7,000 miles away, impact of Turkey-Syria earthquake reverberates for students


Photo courtesy of Wikimedia Commons

From being forced to leave their homes to not receiving the basic necessities, 26 million people across both Turkey and Syria still need humanitarian aid according to the World Health Organization.

For most Burlingame students, the impact of the earthquake that hit Turkey and Syria on Feb. 6, taking an estimated 47,000 lives, has been reduced to images on social media of pulverized houses, orphaned children and heaps of bodies beneath rubble. While these scenes are shocking and disturbing, they don’t sufficiently capture the feeling of dread hanging over the two countries.

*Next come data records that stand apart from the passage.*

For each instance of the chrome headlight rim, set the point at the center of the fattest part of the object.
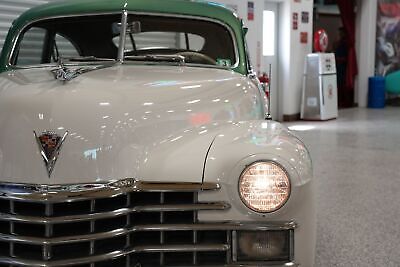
(282, 204)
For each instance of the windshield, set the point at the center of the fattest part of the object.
(147, 38)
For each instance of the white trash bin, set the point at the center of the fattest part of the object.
(319, 96)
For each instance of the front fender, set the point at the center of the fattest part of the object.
(241, 144)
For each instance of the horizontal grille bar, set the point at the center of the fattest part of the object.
(115, 254)
(112, 214)
(149, 228)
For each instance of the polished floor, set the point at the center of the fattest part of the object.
(357, 167)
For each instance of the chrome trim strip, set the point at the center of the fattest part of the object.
(182, 248)
(143, 228)
(111, 214)
(18, 34)
(122, 36)
(79, 192)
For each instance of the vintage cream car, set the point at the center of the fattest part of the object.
(134, 133)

But some, like sophomore Inci Yagmurlu, must face the true terror of the situation. Yagmurlu has friends and extended family who live near the earthquake zone and heard their accounts of the region’s indescribable loss. 

“They’re saying it’s 47,000 [people killed] but it feels like a lot more than that,” Yagmurlu said. “My dad’s friend died, my friend’s friend died — so many people were affected.”

The 7.8 magnitude earthquake not only shook Turkey and Syria but was also felt in neighboring countries, bringing an abundance of sorrow and loss in its wake. 

“People have lost everything,” Yagmurlu said. “Their families, friends, homes — it’s all gone.”

According to Aljazeera, the earthquake is estimated to have directly impacted 20 million people in Turkey and 8.8 million people in Syria whether that be because they were killed, injured or had their homes destroyed.

“The situation sounds really, really horrible,” Yagmurlu said. “But it’s so much more terrifying than we realize.”

Along with the immense loss of life, Yagmurlu felt a profound sadness in witnessing cities, once brimming with culture, get destroyed. 

“There were so many castles and beautiful sites that tourists would visit,” Yagmurlu said. “Now almost all of this culture is destroyed.”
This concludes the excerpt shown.